Synthesis and Characterization of Calcium Oxide Nanoparticles (CaO NPS) from Snail Shells Using Hydrothermal Method

Abstract

Calcium oxide (CaO) holds significant importance as a catalyst and effective chemisorbent for hazardous gases. This study presents the synthesis of CaO nanoparticles (NPs) using the hydrothermal technique with snail shells' calcium carbonate (CaCO3) as the starting material. The hydrothermal method offers several advantages over alternative approaches for producing metal oxide NPs, including its simplicity, cost-effectiveness, and ability to operate at low temperatures and pressures. By utilizing waste materials like snail shells as a precursor, the entire process becomes more economical, environmentally friendly, and sustainable.
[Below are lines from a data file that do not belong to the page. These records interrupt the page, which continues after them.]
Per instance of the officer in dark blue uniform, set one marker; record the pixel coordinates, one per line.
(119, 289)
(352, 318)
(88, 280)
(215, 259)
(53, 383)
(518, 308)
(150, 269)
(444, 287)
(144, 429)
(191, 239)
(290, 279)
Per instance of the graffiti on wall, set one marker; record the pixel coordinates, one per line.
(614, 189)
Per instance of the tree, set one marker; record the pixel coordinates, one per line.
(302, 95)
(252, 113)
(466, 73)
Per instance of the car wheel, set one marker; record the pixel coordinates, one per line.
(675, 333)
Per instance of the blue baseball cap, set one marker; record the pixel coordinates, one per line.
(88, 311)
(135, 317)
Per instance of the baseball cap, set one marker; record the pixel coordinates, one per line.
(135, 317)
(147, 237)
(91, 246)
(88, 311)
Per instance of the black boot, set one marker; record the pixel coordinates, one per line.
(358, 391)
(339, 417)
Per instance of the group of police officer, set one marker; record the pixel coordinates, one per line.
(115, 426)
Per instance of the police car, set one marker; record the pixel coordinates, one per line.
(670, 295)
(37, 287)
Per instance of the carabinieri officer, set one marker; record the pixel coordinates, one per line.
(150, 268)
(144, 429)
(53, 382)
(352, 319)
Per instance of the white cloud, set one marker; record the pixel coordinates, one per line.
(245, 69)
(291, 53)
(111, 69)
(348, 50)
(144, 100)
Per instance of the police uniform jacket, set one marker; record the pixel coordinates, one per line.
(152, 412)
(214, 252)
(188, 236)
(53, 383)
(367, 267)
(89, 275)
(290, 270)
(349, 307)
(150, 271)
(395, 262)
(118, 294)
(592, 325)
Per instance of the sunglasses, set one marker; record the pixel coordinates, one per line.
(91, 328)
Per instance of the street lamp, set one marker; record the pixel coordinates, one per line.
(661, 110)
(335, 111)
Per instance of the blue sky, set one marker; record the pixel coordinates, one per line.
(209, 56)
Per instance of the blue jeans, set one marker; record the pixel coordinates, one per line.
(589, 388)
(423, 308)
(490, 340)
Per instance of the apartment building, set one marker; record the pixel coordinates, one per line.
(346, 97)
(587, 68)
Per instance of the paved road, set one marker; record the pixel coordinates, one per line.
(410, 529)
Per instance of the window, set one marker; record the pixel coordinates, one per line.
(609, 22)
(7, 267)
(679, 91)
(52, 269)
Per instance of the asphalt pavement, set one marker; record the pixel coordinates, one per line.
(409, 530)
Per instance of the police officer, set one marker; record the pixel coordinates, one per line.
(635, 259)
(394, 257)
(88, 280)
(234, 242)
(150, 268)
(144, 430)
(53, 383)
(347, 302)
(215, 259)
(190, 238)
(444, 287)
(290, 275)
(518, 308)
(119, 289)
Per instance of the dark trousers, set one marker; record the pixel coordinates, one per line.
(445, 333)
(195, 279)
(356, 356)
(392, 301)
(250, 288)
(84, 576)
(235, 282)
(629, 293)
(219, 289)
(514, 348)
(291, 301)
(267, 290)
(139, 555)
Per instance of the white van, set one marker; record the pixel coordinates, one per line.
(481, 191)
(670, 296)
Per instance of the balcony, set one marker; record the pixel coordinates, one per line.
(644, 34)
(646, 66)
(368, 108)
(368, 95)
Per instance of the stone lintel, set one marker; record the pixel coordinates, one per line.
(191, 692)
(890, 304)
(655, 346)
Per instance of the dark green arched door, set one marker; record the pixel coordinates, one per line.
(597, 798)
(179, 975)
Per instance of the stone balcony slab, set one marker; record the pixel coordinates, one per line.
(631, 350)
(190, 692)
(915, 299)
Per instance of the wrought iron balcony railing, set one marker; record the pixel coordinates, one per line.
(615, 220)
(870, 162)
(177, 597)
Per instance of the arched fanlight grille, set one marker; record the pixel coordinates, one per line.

The synthesized NPs were analyzed using various techniques, including Fourier transform infrared spectroscopy (FTIR), X-ray powder diffraction (XRD), scanning electron microscope (SEM), transmission electron microscope (TEM), the Barrett-Joyner-Halenda (BJH) model for pore structure quantification, Brunauer-Emmett-Teller (BET) for surface area calculation, and thermo gravimetric analysis (TGA/DTA-DSC). XRD analysis confirmed that the size of the synthesized CaO NPs was 43.14 nm, determined using the Debye-Scherrer equation. The transmission electron microscopy (TEM) image provided valuable insight into the morphology of the nano-catalyst. The analysis revealed that the nano-catalyst displayed a spherical shape, with an average particle size measuring 50 nanometers. The FTIR and XRD results unequivocally demonstrated the successful conversion of calcium carbonate (CaCO3) derived from snail shells into calcium oxide (CaO). TGA exhibited a significant weight loss peak at 700 °C, indicating the transformation of CaCO3 into CaO. The DTA-DSC curve exhibited sharp endothermic peaks at 700 °C, suggesting a decomposition reaction and the formation of a new compound. SEM images displayed porous, rough, and fragile surfaces that became agglomerated at higher temperatures. In other words, the FE-SEM images of NPs illustrated that the particles were predominantly spherical in morphology. Hence, waste snail shells hold promise as a valuable source of calcium for various applications in different fields.